EW's columnist comes clean: Why she respects everyone who stands in front on a mic on the ''American Idol'' stage, why she'll miss Scott MacIntyre, and her surprising favorite contestant this season
I’ve been watching American Idol since its debut season in 2002. Back then, America hadn’t yet evolved into a gladiatorial cybernation of bloggers, tweeters, and self-ordained voice coaches. Idol-specific insults like ”pitchy” and ”cruise ship” were new to the lexicon. Contestants like Jim Verraros could sail through to the top 10 without the support of ”Worsters” (disciples of the self-explanatory website votefortheworst.com). It was an innocent time. Sure, the show was wildly popular from the get-go, but it wasn’t, like, a way of life.
Seven years and four Kelly Clarkson albums later, the Idol stage is a much scarier place to be. In earlier seasons, contestants probably thought they were merely participating in a fad. A game show.
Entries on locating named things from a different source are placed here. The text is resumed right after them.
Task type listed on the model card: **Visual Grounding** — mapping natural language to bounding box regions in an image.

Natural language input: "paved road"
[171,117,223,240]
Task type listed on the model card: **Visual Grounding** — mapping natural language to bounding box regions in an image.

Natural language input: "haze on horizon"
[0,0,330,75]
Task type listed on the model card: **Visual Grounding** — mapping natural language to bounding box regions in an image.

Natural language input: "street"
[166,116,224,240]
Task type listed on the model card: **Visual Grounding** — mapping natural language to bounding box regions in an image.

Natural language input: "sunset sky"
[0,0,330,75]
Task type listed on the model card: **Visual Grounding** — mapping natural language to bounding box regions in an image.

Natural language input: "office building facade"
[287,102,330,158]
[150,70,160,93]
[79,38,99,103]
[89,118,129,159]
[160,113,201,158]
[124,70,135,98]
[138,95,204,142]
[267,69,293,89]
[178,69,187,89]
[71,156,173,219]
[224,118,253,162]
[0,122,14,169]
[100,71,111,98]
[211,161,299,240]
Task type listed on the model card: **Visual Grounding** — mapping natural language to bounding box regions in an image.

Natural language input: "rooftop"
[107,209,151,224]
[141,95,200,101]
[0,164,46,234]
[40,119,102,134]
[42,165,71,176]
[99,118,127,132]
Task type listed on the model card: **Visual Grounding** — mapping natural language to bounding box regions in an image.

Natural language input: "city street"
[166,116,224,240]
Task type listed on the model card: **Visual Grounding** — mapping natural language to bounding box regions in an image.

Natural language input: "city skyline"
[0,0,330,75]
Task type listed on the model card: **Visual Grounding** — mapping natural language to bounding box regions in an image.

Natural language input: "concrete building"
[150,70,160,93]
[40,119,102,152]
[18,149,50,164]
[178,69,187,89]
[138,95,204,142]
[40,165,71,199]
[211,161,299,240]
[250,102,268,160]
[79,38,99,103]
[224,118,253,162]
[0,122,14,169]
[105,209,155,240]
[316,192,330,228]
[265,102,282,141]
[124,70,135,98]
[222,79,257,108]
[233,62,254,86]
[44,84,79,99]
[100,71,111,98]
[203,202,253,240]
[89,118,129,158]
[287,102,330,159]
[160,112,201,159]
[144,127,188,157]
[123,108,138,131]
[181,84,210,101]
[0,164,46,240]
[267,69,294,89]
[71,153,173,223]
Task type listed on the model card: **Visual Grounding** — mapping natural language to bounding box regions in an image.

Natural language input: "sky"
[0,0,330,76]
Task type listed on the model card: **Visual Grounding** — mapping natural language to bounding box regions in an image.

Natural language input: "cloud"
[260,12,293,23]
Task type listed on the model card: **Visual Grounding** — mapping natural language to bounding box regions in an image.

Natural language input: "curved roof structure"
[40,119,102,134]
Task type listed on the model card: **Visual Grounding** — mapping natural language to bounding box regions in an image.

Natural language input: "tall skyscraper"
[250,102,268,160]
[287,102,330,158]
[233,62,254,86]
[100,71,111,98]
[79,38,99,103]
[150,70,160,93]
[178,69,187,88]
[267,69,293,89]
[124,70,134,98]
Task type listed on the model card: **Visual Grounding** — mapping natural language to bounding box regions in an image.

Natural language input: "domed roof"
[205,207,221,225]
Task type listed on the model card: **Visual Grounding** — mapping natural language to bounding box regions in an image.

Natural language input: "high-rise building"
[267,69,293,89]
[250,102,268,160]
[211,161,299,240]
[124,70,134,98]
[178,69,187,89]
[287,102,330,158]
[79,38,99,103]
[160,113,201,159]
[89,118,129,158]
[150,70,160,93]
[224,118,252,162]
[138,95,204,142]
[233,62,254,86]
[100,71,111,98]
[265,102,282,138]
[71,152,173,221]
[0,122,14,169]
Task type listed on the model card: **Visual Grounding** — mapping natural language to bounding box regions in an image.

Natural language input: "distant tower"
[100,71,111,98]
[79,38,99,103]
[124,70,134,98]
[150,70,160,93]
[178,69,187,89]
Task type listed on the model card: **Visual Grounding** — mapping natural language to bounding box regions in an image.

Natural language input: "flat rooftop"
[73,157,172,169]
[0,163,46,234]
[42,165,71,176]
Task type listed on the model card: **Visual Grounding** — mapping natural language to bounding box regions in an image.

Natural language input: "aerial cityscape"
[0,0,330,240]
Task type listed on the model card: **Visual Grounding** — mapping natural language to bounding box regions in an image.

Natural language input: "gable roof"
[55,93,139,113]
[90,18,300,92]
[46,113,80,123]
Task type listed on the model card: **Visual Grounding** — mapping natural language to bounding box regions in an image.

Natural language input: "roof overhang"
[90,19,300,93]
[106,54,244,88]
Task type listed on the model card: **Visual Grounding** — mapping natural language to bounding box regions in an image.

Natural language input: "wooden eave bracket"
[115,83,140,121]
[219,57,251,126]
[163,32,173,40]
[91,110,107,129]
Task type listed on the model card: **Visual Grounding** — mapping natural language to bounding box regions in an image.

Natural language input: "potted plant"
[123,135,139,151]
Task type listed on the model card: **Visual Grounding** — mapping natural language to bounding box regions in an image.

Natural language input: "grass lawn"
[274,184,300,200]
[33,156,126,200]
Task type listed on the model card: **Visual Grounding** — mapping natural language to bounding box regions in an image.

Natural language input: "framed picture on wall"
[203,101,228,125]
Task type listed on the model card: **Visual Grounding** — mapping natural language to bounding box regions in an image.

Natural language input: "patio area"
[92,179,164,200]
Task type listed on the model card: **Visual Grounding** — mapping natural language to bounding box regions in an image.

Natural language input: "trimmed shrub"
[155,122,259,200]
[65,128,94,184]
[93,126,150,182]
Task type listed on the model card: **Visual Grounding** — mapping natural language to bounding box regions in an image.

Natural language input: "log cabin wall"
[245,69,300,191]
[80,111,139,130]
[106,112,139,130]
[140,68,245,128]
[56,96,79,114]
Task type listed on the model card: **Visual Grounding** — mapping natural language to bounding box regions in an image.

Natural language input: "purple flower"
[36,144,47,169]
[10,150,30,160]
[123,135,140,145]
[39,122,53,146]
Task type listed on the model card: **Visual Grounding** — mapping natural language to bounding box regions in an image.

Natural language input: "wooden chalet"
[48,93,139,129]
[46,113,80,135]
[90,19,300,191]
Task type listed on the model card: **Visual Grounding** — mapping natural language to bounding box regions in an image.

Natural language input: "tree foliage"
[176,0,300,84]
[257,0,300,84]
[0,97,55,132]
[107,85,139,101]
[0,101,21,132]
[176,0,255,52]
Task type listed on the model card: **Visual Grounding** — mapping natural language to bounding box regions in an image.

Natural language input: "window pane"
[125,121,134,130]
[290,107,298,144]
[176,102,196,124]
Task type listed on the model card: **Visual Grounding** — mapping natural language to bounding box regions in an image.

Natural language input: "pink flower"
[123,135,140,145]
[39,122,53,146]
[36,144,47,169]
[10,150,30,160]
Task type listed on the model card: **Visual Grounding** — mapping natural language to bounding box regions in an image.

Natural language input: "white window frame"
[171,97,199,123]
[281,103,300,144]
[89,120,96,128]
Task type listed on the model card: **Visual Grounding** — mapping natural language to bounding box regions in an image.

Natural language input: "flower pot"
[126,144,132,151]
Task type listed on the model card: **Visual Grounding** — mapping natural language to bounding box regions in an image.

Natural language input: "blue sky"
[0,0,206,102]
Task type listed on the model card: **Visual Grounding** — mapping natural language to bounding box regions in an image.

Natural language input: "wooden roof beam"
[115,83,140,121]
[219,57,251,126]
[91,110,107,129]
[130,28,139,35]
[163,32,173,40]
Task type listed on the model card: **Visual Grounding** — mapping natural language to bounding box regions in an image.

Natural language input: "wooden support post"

The millennial version of Solid Gold. But now it’s evident that a memorable (read: embarrassing) stint on Idol can haunt a person for years. Do you remember Sanjaya? I remember Sanjaya. I’ll probably remember him when I’m 50. Bombing on Idol is a life sentence, pop-culture-wise.
With that in mind, I have a lot of respect for any contestant who makes it through to Hollywood, let alone to the big Kodak Theatre finale. Their vocals may be golden, but their cojones are solid steel. Consenting to appear on Idol is a commitment to play a part: The Grinning Hayseed. The Choirboy Who Needs ”Dirtying Up.” The Blond Girl Who Thinks She Can Sing Sam Cooke. Fake Justin Timberlake. An invisible label is affixed to each youthful brow by 19 Entertainment — God forbid you’re christened The Bad One.
Of course, every season has its Good One as well. This year, both the judges and the fans are smitten with Adam Lambert, a soft-spoken freckled kid disguised as a shrieking goth balladeer. The praise heaped upon Adam is not unwarranted; the dude can totally sing. Also, he possesses that rare Clarksonesque combination of technical perfection and onstage humility. He might actually be that elusive white whale of Idol lore: the flameproof contestant. Even those ”shocking” photos that surfaced of Adam sucking face with a male friend haven’t derailed the Lambert love train. Could someone deserving actually win this show? Think about it, America. Yes, we can!
NEXT PAGE: In a world of wannabe Jonas Brothers, it’s refreshing to see a guy who would rather be Art Garfunkel.
Then there’s Scott MacIntyre, an entertaining throwback to the heyday of Christopher Cross and Rupert Holmes. Listening to Scott makes me want to open a box of Franzia Blush and chill out on a yacht. I’m not ashamed to admit that I’ve downloaded his soothing version of ”Mandolin Rain” and his airport Marriott take on ”Just the Way You Are.” Since he’s legally blind, Scott could be accused of courting the sympathy vote (in the grand tradition of Anthony ”Tracheotomy” Fedorov and Kellie ”Prison Dad” Pickler). However, I think Scott is the real deal. His old-fashioned appeal is, paradoxically, one of the freshest things about the show. In a world of wannabe Jonas Brothers, it’s refreshing to see a guy who would rather be Art Garfunkel.
But my favorite this season is — was — adorable Alex Wagner-Trugman, unfairly booted in the third week of semifinals. Alex was The Brave Little Toaster of season 8. The kid had heart. So much heart that he knocked over the mic stand while growling his way through ”I Guess That’s Why They Call It the Blues.” That’s not an accident, that’s rock & roll! Sadly, Simon dismissed Alex as a bundle of bluesy affectations. I’d liken him instead to another teenage Alex (Chilton). On the one hand, I hope the guy auditions again next season; on the other hand, I hope he leaves his American Idol dreams behind in the interest of self-preservation. After all, the Alex Wagner Trugmans (Trugmen?) of the world ought to be kept pure.
So who’s going to take it all this year? Adam isn’t necessarily the anointed one. Some people are betting on Danny Gokey, he of the prayerful face and thrusting pelvis. Contrarians are rooting for the dark horse, Allison Iraheta, whose 16-year-old vocal cords sound like they’ve been steeped in Gentleman Jack. Whoever wins, they’ve gotta be aware that a post-Idol career is a crapshoot. Say what you will about Tuesday’s children — they’ve got guts.